Last summer, I convinced my friend, Cam to buy a pontoon boat. We spent a lot of time on the Yellowstone River last summer, and we've already got a couple of floats in this year.
On Saturday, July 3, my friend and I decided to float a section of the Yellowstone River that we hadn't done before. We put in at Gardiner, at the first river access outside of the park. The section of the river between Gardiner and Yankee Jim Canyon is known to have some fairly challenging rapids.
As I said, I have quite a bit of experience when it comes to rowing a boat. I have had some scary experiences, but nothing like I experienced on Saturday.
The day started out great. We put our boats in the water around 10:30 a.m. Saturday morning. When you launch in Gardiner, there's a nice set of rapids right as you enter the river.

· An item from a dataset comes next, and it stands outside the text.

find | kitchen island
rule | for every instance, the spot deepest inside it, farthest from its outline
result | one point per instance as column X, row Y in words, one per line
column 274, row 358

My friend and I always take our fishing rods with us, and fish sections of the river along our float. Suddenly, my friend yells "Fish on!"
I turned around to watch him net the fish when I heard a rumble over my right shoulder. I turned around just in time to see a huge rapid. I didn't have time to get in a position to take it correctly, and went over it sideways. That was a huge mistake. I was instantly thrown from my boat and spun and swirled around in the rapids. My raft has capsized, and all of my belonging were scattered in the river. Thankfully, I was wearing a lifejacket.
I was able to crawl on top of my capsized boat and make my way to the shore about 200 yards down. I later found out that the name of the rapid that capsized me was "The Sleeping Giant", and now I know it is appropriately named.
For me, the experience was not only scary, but it was pretty embarrassing. I have put many miles on various rivers, and have never flipped my boat. If I had been paying attention, it could have been prevented. I was distracted and paid the price. Aside from losing a fishing rod and reel, I didn't lose anything.
It's just a reminder that regardless of how much you think you're prepared, nature can have other plans. The Yellowstone River is beautiful, but it can also be extremely dangerous. The river has claimed the lives of many throughout the years.
I'm a little bruised up and pretty sore, but thankful to be alive.